The Pupp’s history was an influence, too. It was founded by a confectioner named Johann Georg Pupp, and, perhaps in tribute, an elaborately decorated snowman-shaped confection with pink and green icing features prominently in Anderson’s movie. Another echo is that the Pupp was nationalized in 1950 by Czechoslovakia’s communist government and gradually fell into decline. A similar change occurs in “The Grand Budapest Hotel” when it goes from a vibrant resort in a free country to a drab, gray and ominous space after socialists assume power in the fictional country.

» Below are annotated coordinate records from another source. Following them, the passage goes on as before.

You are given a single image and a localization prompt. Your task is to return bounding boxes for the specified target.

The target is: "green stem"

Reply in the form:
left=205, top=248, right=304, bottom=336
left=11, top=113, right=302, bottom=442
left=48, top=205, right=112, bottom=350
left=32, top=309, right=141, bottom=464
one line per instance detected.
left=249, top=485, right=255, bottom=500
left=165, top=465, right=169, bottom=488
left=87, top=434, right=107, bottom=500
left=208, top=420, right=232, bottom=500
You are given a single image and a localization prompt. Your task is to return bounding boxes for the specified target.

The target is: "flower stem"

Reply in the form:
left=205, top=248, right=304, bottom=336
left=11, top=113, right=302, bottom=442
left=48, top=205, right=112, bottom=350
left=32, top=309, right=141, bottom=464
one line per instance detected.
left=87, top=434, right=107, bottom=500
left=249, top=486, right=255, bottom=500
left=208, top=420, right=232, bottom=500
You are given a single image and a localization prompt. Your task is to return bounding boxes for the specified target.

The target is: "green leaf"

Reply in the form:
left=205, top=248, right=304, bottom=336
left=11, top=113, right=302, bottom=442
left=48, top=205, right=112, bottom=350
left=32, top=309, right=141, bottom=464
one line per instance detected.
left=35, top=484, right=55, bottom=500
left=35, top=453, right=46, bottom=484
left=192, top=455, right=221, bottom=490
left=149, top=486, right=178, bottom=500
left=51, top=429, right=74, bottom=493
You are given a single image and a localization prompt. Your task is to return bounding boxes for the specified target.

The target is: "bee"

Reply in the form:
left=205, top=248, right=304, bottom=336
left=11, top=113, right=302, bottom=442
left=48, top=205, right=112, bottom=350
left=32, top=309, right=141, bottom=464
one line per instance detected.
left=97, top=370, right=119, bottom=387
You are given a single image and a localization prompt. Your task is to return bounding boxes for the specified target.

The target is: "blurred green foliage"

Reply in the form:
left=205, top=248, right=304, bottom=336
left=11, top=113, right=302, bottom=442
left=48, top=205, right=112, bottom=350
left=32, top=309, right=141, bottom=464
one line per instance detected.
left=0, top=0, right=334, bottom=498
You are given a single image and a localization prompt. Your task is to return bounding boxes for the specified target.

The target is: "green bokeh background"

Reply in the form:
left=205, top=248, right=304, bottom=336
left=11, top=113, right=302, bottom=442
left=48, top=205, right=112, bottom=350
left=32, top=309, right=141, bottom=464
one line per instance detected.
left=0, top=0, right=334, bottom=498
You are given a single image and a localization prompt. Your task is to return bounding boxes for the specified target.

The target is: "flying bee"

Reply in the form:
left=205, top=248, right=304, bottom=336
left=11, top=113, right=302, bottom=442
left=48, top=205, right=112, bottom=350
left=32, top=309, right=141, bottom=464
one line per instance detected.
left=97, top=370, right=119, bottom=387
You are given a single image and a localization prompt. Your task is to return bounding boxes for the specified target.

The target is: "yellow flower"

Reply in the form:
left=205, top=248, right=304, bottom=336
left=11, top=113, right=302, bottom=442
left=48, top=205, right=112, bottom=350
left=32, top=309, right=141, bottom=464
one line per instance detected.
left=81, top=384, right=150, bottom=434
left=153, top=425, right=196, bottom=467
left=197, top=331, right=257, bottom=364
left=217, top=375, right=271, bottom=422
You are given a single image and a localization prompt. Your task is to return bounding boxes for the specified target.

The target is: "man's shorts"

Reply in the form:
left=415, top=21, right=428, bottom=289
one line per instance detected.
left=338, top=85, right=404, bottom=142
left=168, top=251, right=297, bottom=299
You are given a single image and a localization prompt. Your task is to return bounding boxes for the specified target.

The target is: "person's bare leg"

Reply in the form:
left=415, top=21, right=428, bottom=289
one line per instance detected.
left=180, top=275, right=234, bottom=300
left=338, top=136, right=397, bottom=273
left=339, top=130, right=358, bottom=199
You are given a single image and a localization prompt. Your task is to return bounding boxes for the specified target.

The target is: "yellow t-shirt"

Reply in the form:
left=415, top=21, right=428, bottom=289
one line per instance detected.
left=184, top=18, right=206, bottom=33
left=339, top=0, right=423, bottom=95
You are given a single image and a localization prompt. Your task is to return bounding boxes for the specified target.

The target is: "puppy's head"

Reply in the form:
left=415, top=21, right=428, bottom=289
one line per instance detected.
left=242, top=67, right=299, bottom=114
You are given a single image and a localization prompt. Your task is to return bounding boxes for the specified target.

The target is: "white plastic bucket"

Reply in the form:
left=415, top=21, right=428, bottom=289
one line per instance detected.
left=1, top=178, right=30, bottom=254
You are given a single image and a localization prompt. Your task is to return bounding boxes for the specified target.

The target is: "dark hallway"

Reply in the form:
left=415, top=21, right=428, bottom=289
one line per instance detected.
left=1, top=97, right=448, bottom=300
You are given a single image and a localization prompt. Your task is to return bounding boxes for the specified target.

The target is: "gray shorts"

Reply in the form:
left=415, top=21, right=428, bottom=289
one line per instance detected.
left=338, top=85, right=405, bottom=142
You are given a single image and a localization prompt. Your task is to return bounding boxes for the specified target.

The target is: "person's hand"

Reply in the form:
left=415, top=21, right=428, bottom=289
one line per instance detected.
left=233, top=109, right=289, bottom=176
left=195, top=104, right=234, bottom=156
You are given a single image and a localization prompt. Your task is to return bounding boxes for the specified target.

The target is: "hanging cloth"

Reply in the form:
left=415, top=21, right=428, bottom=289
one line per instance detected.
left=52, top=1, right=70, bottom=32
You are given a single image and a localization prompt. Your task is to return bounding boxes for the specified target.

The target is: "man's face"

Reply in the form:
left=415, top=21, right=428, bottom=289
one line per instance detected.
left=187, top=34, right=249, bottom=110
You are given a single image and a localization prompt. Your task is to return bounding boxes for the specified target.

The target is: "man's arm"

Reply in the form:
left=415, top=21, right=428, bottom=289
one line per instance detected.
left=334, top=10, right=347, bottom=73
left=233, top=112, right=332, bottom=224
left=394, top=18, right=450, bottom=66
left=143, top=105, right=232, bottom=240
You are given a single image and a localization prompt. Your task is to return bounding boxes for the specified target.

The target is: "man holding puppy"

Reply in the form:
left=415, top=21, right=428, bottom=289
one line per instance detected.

Fortunately for those looking to visit the Pupp today, it was privatized in 1989 after the Berlin Wall fell and has been returned to its former glory.
Talking of Berlin, Anderson and Stockhausen also visited the celebrated Hotel Adlon, now part of the Kempinski group, in the German capital. An opulent 382-room property set on Pariser Platz Square close to the Brandenburg Gate, it was established in 1907 and became an intrigue-heavy hangout for journalists, ambassadors and socialites in the 1930s, in the run-up to World War II. Nazis frequently visited, too, and this finds an echo in the film when the fascist Zig-Zags – they have ZZs on their uniforms, instead of SS officer rank insignias – pay a visit to the Grand Budapest Hotel.
In terms of its design, though, the original Hotel Adlon was mostly destroyed by a fire accidentally lit by Red Army soldiers in 1945, having somehow survived the Allied bombing. After 1945 it was part of communist East Germany and was demolished. A new hotel was built on the site after German reunification.
Many of the grand old western European hotels Anderson and Stockhausen visited have been rebuilt and redesigned so much over the years that they are no longer what they were in the era the film represents. These include The Savoy and the St Pancras (formerly the 1873-built Midland Grand Hotel) in London, which were both on their itinerary. That said, the top hat and tails the doormen wear at The Savoy are not too far from the look employed by Ralph Fiennes, the concierge, in the film.
As for American hotels, one in New York was on their list: “I looked at the pictures of the Waldorf Astoria – the old Waldorf – the ballroom in particular,” says Stockhausen.
Sadly, the old Waldorf, which stood at Fifth Avenue on the site of today’s Empire State Building, no longer exists, having relocated to Park Avenue in 1931.
For those who can’t travel to Europe or New York to visit any of these hotels, it’s worth noting that Stockhausen spent many hours at the Library of Congress in Washington looking at vintage Photochrom postcards of grand European spa hotels as they once were. So there’s always a postcard.